OMS e Unicef hanno denunciato che i disturbi di salute mentale sono sempre più diffusi e spesso si sviluppano in età precoce. Si stima che un bambino e adolescente su sette, tra i 10 e i 19 anni soffra di ansia, depressione e disturbi comportamentali. Un terzo di questi disturbi si manifestano prima dei 14 anni, dettati dalla paura del futuro da un punto di vista lavorativo e da fenomeni globali, ma solo pochissimi vengono identificati e trattati per tempo. La maggior parte dei giovani, infatti, non accede alle cure perché i segnali di allarme non vengono riconosciuti, per via dello stigma ancora connesso al disagio mentale, per la scarsa disponibilità dei servizi o per i costi troppo alti.

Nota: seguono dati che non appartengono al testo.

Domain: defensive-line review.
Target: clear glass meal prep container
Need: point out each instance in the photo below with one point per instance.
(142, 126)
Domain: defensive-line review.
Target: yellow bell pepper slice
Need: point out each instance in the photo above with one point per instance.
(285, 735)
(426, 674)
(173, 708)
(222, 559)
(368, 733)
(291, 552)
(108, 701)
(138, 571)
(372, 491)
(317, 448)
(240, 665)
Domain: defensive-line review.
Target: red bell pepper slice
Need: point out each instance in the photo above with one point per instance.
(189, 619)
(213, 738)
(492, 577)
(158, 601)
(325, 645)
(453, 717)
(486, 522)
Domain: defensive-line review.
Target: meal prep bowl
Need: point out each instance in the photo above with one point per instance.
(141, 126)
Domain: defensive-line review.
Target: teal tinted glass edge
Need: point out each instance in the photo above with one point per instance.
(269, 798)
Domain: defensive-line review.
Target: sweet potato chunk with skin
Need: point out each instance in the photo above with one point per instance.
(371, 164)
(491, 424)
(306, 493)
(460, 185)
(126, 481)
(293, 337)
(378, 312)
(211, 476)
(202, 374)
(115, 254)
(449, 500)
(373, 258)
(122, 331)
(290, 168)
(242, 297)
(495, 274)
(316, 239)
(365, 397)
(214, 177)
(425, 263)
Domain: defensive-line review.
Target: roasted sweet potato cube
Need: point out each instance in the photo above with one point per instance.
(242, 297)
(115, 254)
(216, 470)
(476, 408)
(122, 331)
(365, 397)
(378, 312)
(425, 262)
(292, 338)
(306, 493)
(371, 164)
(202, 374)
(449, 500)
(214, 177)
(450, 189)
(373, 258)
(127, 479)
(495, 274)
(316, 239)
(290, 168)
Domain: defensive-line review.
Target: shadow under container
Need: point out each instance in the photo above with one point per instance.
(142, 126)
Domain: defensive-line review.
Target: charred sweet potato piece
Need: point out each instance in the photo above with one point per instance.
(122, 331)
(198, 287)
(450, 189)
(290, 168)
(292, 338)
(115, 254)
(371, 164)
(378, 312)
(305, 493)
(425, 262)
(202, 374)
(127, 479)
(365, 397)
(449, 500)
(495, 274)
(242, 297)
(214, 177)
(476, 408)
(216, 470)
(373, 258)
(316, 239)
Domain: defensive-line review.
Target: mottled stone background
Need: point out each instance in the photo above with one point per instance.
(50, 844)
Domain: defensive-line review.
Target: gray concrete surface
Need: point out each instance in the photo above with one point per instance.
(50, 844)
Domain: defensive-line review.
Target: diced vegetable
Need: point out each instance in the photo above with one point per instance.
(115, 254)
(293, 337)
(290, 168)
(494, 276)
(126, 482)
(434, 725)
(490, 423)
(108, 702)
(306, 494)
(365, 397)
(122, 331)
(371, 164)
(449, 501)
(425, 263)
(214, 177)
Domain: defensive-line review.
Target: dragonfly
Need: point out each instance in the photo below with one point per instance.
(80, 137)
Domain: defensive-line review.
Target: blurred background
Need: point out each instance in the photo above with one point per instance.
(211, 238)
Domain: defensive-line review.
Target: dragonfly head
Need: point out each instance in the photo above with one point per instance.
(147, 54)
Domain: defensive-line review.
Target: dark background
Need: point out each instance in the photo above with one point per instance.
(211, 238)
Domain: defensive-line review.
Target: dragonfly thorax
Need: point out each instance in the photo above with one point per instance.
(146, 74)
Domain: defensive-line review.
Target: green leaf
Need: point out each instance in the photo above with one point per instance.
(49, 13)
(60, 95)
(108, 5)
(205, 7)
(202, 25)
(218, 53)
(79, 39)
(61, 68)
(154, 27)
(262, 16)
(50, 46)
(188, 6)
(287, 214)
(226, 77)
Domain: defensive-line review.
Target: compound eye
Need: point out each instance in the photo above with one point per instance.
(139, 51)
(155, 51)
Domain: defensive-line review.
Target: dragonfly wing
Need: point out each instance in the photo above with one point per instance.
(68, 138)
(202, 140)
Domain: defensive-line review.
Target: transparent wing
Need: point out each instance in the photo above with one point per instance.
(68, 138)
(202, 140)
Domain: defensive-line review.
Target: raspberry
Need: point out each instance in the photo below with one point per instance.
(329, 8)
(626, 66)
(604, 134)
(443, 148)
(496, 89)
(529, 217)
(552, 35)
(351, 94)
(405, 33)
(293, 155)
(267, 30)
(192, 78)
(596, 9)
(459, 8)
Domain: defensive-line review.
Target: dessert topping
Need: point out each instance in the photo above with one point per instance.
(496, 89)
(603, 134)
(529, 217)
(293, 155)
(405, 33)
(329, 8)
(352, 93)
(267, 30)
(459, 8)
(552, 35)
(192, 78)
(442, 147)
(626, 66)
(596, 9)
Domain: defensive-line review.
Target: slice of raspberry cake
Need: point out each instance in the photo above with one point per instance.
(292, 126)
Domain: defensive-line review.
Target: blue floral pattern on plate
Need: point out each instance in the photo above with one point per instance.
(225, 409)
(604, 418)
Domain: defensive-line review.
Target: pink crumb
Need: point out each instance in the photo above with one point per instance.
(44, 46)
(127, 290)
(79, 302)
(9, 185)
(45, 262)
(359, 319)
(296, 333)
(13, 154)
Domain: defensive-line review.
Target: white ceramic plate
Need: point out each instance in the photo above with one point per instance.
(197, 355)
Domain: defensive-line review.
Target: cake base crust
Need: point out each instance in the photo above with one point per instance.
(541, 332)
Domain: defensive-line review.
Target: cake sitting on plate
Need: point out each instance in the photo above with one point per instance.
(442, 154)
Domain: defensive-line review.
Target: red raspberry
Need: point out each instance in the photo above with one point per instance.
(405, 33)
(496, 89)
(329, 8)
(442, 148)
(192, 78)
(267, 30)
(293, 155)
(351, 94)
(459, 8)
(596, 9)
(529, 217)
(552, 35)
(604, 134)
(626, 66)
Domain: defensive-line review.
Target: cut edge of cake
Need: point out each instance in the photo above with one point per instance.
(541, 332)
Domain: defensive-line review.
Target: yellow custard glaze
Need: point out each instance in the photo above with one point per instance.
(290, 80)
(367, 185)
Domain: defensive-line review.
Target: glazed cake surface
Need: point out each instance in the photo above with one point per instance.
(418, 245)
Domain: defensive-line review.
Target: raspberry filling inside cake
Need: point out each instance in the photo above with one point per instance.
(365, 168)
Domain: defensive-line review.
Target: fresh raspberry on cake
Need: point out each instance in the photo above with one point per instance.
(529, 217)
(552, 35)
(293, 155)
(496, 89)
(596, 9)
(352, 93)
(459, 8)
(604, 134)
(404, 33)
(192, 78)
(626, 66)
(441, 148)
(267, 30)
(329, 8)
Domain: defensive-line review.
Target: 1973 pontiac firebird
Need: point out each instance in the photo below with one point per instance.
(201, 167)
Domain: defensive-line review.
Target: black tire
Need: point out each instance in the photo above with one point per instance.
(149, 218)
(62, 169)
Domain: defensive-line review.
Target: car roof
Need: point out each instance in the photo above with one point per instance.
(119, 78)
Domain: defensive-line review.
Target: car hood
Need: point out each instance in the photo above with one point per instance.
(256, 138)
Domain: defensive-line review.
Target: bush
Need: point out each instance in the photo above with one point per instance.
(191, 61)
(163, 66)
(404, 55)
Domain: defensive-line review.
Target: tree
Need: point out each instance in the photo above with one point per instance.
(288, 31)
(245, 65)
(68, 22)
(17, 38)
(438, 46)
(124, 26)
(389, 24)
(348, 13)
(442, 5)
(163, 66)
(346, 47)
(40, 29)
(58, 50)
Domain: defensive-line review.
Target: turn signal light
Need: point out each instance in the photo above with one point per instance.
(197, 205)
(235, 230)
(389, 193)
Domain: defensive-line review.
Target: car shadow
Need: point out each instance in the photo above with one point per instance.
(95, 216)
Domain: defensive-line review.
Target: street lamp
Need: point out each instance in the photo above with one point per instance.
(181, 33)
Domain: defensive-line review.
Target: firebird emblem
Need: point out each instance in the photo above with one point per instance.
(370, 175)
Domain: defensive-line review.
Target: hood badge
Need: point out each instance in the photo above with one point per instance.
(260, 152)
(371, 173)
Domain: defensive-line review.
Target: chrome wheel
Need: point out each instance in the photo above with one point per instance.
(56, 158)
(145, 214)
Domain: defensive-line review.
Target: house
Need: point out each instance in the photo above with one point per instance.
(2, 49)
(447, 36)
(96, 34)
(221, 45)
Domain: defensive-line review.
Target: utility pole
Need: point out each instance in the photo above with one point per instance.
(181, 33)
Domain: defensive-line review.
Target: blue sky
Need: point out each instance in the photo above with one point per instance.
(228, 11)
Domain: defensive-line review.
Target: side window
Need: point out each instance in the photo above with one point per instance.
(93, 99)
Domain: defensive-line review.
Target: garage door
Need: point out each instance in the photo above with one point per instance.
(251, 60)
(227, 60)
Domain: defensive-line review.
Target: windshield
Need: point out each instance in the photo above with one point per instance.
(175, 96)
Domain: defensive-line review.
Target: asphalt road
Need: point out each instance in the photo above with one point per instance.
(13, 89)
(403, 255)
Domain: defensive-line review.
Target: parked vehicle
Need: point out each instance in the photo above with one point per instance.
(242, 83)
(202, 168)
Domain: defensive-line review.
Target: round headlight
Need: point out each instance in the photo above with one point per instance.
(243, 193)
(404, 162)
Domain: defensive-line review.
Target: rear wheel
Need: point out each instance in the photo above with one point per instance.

Le giovani donne preoccupate per il futuro
Guardando nello specifico alla Gen Z, dal report di Ipsos si scopre una differenza di genere: i ragazzi sono più felici delle ragazze (73% contro 69%). Come noto, infatti, le donne affrontano un carico maggiore di responsabilità domestiche e di cura che influenza negativamente il loro benessere, tanto che sempre più ragazze scelgono di rimanere single.

«Non stupisce che le giovani donne sembrino essere più preoccupate dei coetanei maschi per il loro futuro. Sono molto più consapevoli delle generazioni che le hanno precedute di cosa siano il gender pay gap e la violenza di genere o di quanto la maternità possa impattare sulle loro carriere. Per questo sono frustrate, vogliono lottare ma al tempo stesso temono di non riuscire a cambiare le cose. Tutto questo genera un costo, o meglio, una perdita reale, in termini di felicità» – sottolinea Briccola.
«La disparità di genere nella felicità riflette persistenti disuguaglianze sociali. L’aumento dei problemi di salute mentale tra i giovani, unito alla mancanza di accesso alle cure e allo stigma, richiede un’attenzione urgente. È cruciale implementare politiche che vadano oltre il benessere economico, focalizzandosi sul supporto psicologico e sociale. Dobbiamo – rileva Trabucchi – creare un ambiente che promuova resilienza e ottimismo tra i giovani. Come società, è necessario ripensare il nostro approccio allo sviluppo emotivo e sociale delle nuove generazioni, investendo in salute mentale ed educazione emotiva. Solo così potremo costruire un futuro in cui anche i più giovani possano aspirare alla felicità».
Aiutare bambini e adolescenti a prendersi cura della propria felicità, raggiungendo un buon equilibrio emotivo, dunque, è forse il primo punto da cui dovremmo ripartire per crescere nazioni felici. In cui il benessere dell’individuo dipenda non solo da beni materiali – come la soddisfazione economica – ma da ciò che più caratterizza gli esseri umani: comunità, ascolto, relazioni.